Considering a guided cash runaway to late 2025, i.e. beyond expected catalysts, high-probability of success in ongoing phase 3s and global commercial infrastructure that can uphold label expansions, KPTI seems undervalued. The main problem is that whoever invests in KPTI now will likely have to be patient for at least 1.5-2 years for KPTI’s potential to be realized. In the meantime, unless there are positive surprises (e.g. new partnerships), I don’t expect major upside and it is possible that the downtrend will continue. Liabilities by mid/late 2025 are also a concern. For me starting with a small watchlist position seems worth the risk.
Overview of selinexor’s approved indications
Selinexor has the following approved indications;
- Selinexor+dexamethasone for penta-refractory MM (patients who have received at least 4 prior therapies). Approved July 2019.
- Selinexor+bortezomib+dexamethasone for 2L+ MM (patients who have received at least 1 prior therapy). Approved December 2020.
- Selinexor monotherapy for r/r DLBCL after ≥2 lines of systemic therapy. Approved in August 2021.
These 3 approvals propose a successful drug developer who has already established a global presence. However, this does not always translate to a successful commercial product. Despite these 3 approvals, and despite expansion to 2L+ MM since December 2020, revenues are underwhelming and not growing. The 2 main reasons for this, beyond pricing, are; (1) Toxicity, (2) Competition. These issues, as well as reasons why I believe there is still probability for growing revenues, will be discussed below.
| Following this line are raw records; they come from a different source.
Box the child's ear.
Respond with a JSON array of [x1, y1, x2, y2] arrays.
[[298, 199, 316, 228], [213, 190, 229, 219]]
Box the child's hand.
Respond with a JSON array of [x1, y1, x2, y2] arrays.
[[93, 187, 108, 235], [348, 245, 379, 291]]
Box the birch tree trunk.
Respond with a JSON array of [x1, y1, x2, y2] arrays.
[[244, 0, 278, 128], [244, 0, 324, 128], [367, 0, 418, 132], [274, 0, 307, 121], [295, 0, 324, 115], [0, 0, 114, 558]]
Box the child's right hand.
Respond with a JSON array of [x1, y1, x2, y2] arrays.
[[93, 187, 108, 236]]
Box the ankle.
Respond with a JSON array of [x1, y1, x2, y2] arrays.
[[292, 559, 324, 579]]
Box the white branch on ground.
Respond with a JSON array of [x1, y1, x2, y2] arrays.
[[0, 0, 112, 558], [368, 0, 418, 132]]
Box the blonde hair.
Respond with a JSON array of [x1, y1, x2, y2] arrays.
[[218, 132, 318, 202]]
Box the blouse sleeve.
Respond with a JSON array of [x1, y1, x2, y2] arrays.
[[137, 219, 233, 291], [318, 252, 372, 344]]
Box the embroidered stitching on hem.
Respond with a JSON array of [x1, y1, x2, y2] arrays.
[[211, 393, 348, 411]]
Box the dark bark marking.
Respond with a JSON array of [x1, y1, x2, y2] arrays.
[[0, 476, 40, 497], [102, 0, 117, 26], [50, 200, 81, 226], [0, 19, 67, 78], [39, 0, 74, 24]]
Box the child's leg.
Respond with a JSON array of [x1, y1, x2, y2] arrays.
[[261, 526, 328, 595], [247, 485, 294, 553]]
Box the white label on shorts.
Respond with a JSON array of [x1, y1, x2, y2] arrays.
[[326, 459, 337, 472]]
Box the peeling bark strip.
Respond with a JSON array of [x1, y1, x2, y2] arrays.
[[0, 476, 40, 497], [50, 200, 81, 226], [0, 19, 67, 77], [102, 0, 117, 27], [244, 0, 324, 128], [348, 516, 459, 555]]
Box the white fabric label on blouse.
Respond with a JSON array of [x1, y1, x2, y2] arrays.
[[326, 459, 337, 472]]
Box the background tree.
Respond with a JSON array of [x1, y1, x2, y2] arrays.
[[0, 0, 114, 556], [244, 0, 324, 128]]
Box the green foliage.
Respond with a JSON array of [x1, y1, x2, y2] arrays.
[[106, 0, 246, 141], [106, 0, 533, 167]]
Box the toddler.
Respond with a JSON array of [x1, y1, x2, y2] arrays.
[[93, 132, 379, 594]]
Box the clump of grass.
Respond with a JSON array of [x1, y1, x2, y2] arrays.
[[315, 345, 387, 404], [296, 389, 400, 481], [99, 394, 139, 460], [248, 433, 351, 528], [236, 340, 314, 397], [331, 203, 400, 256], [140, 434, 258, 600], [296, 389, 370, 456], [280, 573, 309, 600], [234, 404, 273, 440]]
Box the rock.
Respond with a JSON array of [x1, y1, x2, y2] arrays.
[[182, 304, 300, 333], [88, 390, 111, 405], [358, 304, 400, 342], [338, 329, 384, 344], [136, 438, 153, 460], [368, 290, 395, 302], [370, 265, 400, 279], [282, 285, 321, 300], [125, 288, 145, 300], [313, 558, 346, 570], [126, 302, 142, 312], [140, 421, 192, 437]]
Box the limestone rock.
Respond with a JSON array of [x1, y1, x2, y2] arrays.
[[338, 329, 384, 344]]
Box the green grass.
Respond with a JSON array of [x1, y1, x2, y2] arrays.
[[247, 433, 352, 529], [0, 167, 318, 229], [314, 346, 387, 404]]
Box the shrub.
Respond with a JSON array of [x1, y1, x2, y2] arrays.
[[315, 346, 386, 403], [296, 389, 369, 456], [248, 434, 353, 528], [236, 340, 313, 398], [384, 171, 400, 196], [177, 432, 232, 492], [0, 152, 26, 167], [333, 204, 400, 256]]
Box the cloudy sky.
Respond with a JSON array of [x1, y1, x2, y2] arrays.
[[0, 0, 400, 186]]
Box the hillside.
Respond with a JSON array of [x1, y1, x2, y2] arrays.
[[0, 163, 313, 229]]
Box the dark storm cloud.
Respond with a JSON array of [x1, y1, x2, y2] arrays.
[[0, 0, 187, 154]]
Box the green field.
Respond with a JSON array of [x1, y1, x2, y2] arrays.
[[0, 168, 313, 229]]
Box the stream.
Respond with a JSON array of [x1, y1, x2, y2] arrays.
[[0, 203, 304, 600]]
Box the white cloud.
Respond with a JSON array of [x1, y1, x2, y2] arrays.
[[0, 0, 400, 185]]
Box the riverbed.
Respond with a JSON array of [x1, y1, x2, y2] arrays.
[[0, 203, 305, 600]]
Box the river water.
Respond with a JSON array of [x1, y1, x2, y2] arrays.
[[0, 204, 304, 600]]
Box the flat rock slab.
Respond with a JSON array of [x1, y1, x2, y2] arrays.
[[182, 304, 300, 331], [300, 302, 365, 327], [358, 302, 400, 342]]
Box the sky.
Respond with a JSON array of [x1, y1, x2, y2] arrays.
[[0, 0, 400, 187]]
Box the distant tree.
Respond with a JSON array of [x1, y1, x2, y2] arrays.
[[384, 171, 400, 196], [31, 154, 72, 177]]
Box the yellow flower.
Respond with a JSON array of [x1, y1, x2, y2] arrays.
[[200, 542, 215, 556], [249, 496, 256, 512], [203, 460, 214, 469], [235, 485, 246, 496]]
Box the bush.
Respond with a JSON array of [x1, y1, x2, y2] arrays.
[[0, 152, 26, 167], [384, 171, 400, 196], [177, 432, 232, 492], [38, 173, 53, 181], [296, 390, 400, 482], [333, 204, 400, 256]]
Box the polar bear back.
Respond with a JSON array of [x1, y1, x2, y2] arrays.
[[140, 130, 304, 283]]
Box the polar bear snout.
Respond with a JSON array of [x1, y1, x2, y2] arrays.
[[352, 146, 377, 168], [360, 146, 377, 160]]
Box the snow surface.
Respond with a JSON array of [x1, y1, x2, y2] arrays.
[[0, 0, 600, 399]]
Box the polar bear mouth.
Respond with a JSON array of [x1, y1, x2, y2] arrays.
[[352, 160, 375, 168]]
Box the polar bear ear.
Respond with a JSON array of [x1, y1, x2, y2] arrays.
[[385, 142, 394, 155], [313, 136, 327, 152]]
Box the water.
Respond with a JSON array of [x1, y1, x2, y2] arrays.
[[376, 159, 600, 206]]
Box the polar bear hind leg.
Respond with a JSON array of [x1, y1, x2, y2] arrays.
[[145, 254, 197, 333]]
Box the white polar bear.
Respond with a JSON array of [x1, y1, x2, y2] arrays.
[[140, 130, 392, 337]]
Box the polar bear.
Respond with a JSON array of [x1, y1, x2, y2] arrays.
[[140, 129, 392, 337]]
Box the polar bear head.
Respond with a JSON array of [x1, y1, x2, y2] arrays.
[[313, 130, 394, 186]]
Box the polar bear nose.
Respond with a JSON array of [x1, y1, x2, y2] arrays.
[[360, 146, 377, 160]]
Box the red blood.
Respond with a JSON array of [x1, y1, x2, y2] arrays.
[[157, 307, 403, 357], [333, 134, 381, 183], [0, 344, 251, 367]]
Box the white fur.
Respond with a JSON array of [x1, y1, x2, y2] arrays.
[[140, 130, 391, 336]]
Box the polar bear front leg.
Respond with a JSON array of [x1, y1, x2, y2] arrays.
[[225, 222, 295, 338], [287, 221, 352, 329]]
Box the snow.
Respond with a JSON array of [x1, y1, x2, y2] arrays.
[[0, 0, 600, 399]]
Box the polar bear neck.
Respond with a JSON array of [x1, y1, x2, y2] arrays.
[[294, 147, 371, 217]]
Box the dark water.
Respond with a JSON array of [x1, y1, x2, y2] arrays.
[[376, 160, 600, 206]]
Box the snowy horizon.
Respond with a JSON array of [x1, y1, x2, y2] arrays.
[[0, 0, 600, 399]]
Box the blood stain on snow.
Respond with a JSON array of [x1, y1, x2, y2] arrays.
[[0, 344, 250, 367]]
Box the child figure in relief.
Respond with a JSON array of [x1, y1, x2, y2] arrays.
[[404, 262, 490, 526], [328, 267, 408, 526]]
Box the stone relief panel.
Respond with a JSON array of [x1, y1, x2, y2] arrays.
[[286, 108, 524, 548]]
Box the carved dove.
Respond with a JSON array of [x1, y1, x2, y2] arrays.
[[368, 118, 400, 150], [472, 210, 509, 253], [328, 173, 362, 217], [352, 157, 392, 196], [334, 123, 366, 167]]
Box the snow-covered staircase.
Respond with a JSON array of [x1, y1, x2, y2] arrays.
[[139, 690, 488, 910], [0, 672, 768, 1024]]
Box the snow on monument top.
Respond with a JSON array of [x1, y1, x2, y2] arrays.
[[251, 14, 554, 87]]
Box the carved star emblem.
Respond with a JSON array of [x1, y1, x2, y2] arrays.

A major limitation of selinexor is toxicity, including cytopenias (mainly thrombocytopenia and neutropenia), neurotoxicity (dizziness, fatigue and confusion being major side effects), hyponatremia, nausea/vomiting and ocular toxicity (e.g. cataract). Notably, “in the clinical trials evaluating selinexor, all patients received antiemetic prophylaxis with a 5-HT3 receptor antagonist. In clinical practice, patients receiving selinexor often demand multiple antiemetics, which in addition to a 5-HT3 receptor antagonist may include prochlorperazine or olanzapine”.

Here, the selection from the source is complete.